XHEPF-FM
- Ensenada, Baja California; Mexico;
- Frequency: 89.1 FM
- Branding: La Rancherita

Programming
- Format: Regional Mexican

Ownership
- Owner: Gloria Herminia Enciso Power; Gloria Herminia, Maricel, José Enrique, Marcia, Claudia Beatriz and Laura Elena Jiménez Enciso
- Operator: Radio Cadena Enciso
- Sister stations: XHEBC-FM, XHAT-FM

History
- First air date: September 16, 1941 September 10, 2012 (FM)
- Former call signs: XEPF-AM
- Former frequencies: 1400 kHz (1941–2014)

Technical information
- Licensing authority: CRT
- Class: AA
- ERP: 6,000 watts
- HAAT: 95.93 m (314.7 ft)
- Transmitter coordinates: 31°52′34″N 116°38′30″W﻿ / ﻿31.87611°N 116.64167°W

Links
- Webcast: Listen live
- Website: larancheritaensenada.com

= XHEPF-FM =

Radio station in Ensenada, Baja California, Mexico

XHEPF-FM is a radio station broadcasting on 89.1 FM in Ensenada, Baja California, Mexico. It is owned by Radio Cadena Enciso and is known as La Rancherita with a regional Mexican format.

==History==
Luis Enrique Enciso received the concession for XEPF-AM 1400 on May 16, 1941, and the station signed on four months later. It has remained in the Enciso family ever since. Until 1980, it was known as Radio Onda; it became La Rancherita, broadcasting ranchera music and La Efectiva with a Regional Mexican format in 2006. On September 10, 2012, XHEPF-FM 89.1 came to the air and became operated by Grupo Radiorama/Audiorama, originally with a Spanish adult contemporary format as Estéreo Vida and later Vida 89.1, with XEPF ceasing operations on AM in 2014.

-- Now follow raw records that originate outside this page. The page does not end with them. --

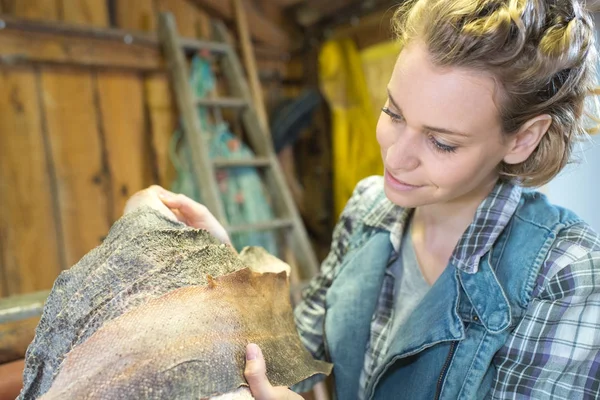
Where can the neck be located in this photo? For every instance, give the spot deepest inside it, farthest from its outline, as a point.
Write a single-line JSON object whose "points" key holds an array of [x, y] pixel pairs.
{"points": [[450, 218]]}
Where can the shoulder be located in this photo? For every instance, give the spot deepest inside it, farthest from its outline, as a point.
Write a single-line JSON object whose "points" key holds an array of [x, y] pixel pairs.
{"points": [[361, 212], [367, 193], [573, 257]]}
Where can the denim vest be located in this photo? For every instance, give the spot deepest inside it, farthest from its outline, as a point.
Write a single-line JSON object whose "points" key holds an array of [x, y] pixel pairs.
{"points": [[445, 349]]}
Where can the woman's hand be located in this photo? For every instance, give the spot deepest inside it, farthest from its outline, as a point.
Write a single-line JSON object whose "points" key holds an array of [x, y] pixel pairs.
{"points": [[256, 375], [178, 207]]}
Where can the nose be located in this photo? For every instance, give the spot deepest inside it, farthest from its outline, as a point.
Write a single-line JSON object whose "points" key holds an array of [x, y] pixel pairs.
{"points": [[401, 152]]}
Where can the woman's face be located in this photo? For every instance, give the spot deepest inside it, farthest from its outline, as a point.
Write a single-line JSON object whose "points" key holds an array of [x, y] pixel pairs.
{"points": [[439, 132]]}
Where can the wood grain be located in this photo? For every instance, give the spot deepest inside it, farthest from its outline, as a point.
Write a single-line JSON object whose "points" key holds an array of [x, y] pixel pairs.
{"points": [[28, 232], [126, 136], [163, 122], [46, 10], [73, 130], [136, 15], [28, 46], [85, 12], [191, 21]]}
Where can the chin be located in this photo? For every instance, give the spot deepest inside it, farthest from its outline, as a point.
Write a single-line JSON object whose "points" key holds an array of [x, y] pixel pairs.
{"points": [[410, 199]]}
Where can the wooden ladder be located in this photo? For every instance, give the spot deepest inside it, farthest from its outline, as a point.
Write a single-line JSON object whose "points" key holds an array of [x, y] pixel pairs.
{"points": [[288, 220]]}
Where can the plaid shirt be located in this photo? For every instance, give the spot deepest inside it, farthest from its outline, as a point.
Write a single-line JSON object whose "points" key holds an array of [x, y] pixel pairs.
{"points": [[554, 352]]}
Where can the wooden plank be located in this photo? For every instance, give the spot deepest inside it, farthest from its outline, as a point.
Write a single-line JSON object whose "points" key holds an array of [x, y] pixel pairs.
{"points": [[85, 12], [191, 21], [283, 202], [126, 136], [46, 10], [163, 122], [202, 167], [73, 130], [28, 231], [261, 27], [15, 337], [250, 64], [136, 15], [24, 46]]}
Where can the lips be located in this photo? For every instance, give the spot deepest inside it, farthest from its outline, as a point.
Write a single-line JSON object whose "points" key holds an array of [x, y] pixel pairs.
{"points": [[400, 182]]}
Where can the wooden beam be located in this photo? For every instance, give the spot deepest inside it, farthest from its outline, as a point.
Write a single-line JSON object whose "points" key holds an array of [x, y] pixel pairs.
{"points": [[36, 42], [250, 63], [27, 42], [261, 28]]}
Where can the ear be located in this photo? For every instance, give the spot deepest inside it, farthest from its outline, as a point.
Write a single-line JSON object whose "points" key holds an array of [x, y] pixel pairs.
{"points": [[525, 141]]}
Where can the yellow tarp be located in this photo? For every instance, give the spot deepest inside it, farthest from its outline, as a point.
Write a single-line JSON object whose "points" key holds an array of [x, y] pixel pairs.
{"points": [[354, 85]]}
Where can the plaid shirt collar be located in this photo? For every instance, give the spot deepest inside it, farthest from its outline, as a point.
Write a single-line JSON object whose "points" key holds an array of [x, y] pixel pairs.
{"points": [[491, 217]]}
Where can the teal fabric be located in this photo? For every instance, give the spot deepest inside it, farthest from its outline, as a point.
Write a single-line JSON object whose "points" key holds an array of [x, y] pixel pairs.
{"points": [[245, 199]]}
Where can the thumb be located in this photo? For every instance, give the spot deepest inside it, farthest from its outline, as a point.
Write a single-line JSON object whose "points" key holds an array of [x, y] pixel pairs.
{"points": [[256, 373]]}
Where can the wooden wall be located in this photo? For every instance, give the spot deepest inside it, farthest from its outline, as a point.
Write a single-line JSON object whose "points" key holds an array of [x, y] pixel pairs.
{"points": [[77, 140]]}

In 2015, XHEPF and XHHC-FM 92.1 swapped formats, with XHEPF returning to a Regional Mexican format as La Bestia Grupera.

On May 31, 2021, Grupo Audiorama ceased programming XHEPF-FM. On June 1, Radio Resultados, another Grupo Radiorama component, took over and moved the Fiesta Mexicana format from XHEBC-FM 97.9. In May 2022, XHEPF and XHEBC relaunched, with XHEPF returning to the La Rancherita name.